One can’t resist asking homeopaths how like cures like. I know, I know, homeopathy is nonsense and this argument doesn’t prove anything, but, given that Adams believes in homeopathy, it’s hard not to ask in this context. But that isn’t the funniest thing that Adams spews. This is:
Treating cancer with chemotherapy is like treating alcoholism with vodka. It’s like treating heart disease with cheese, or like treating diabetes with high-fructose corn syrup. Cancer cannot be cured by the very thing that causes it.

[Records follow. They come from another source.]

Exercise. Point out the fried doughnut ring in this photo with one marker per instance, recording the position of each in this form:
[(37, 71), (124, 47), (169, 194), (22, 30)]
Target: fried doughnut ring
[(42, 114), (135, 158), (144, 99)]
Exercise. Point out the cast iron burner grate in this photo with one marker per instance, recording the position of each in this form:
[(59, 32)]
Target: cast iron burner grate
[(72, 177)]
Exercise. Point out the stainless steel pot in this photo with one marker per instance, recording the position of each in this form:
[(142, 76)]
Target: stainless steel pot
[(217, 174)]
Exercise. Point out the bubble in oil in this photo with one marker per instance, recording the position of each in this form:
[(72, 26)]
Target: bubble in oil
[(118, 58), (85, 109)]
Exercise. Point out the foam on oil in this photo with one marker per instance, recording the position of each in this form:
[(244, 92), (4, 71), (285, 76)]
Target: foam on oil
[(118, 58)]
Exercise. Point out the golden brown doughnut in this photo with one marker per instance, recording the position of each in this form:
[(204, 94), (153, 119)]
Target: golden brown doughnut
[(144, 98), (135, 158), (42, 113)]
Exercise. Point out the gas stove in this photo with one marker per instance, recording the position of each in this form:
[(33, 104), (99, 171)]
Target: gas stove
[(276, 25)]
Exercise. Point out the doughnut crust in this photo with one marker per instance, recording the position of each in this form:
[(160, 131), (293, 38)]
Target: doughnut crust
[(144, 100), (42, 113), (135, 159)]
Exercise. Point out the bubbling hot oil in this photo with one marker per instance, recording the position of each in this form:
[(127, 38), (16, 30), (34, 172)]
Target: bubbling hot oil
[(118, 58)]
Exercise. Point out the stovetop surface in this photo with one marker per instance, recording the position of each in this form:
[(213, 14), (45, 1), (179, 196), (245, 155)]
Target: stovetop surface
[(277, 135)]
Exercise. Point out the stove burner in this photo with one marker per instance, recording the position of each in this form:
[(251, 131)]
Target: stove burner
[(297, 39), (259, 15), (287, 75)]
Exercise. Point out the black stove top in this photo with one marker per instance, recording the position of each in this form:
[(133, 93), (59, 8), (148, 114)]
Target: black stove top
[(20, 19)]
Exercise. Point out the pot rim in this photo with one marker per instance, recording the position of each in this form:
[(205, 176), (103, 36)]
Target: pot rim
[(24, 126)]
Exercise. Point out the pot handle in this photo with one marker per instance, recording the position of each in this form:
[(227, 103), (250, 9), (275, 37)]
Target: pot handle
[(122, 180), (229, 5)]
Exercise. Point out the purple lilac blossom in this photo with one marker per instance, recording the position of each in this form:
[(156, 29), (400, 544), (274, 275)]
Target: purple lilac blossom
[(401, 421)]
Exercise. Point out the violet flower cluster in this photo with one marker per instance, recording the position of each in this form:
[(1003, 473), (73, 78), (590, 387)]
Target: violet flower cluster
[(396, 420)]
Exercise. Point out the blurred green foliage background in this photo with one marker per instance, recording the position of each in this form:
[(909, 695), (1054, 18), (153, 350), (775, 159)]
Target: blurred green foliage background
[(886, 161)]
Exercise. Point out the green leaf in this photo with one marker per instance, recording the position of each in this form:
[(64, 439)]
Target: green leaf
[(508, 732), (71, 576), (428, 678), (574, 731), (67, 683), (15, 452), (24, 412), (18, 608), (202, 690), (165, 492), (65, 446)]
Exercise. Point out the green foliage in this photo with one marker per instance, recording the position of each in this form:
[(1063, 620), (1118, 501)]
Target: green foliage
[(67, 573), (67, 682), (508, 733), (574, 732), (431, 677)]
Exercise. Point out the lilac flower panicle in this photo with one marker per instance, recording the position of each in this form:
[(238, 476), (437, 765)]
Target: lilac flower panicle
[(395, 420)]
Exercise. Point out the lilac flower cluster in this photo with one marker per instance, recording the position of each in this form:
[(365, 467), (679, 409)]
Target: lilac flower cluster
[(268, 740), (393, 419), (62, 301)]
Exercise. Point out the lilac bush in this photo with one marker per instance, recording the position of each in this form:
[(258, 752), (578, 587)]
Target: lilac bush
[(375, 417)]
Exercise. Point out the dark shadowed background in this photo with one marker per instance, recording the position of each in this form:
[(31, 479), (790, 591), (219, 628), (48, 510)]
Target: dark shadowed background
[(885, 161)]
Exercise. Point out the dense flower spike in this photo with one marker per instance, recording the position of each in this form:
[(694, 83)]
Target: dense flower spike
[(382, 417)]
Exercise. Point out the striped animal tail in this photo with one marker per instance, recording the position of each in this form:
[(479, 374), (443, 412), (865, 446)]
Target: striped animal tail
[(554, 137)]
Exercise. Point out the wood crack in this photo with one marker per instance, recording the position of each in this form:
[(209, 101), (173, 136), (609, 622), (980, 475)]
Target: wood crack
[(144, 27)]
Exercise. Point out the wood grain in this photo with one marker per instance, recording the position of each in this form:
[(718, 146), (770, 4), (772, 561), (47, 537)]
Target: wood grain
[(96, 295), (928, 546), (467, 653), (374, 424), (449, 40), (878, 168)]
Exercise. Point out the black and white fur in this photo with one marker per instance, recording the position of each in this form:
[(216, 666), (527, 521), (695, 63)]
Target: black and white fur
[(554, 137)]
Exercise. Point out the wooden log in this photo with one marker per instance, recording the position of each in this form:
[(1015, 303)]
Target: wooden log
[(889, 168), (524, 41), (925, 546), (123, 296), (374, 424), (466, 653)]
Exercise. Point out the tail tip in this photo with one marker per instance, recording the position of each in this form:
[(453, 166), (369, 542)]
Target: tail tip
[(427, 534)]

Homeopathy. I know. I can’t help it, and I know that chemotherapy doesn’t work like homeopathy. It consists of actual drugs whose mechanisms are grounded in science, not sympathetic magic. Adams, however, just can’t see how his claim that cancer drugs can’t possibly work because they “cause” cancer (which they only do a very small percentage of the time) doesn’t exactly jibe with his belief in homeopathy, but then consistency never was part of Adams’ message other than consistent hatred of “conventional” medicine coupled with neuron-apoptosing ignorance.
Here’s where Adams gets vile (big surprise):
And to those who deal in poison, watch out for the cause-and-effect laws of biology. If you deal in chemotherapy chemicals, don’t be surprised if you get cancer one day. If you deal in chemical pesticides, don’t be surprised if you get Alzheimer’s. If you’re a dentist installing mercury fillings in the mouths of clients, don’t be surprised if one day you just go stark raving mad (because mercury causes insanity, and dentists breathe in mercury vapor thrown into the air from their drills).
If you work around chemicals, they will eventually impact your health, and never in a good way. There’s a karmic element in all this, too: If you spend your life dishing out chemotherapy drugs as a pharmacist, you have a lot to answer for. You have been an enabler of a very real chemical holocaust against the people. Don’t be surprised if that holocaust turns against you one day. Karma tends to work that way. Cause and effect is a universal law that cannot be escaped.
Funny Adams should invoke karma. Karma’s a bitch, and if karma exists it would see to it that Mike Adams gets cancer himself, a treatable, potentially curable cancer (with science-based oncology, of course). Then karma, if it existed, would make sure that Adams wastes every last penny he has on the quackery that he has promoted on his website for years until his cancer advances to the point where it’s stage IV and beyond cure. Then, on his deathbed, he’d realize that he didn’t have to die, that science-based medicine could have cured him if he had just pursued it.
Not that I’d wish that on anyone. Not even Mike Adams. If karma truly existed, though, that’s what would happen to Adams some day.
More likely, though, Adams will die old, fat, and happy, rich from the proceeds of fleecing believers in alt med who do throw away their chance for a cure of their cancers along with huge sums of money on the sort of quackery that Adams promotes on his website.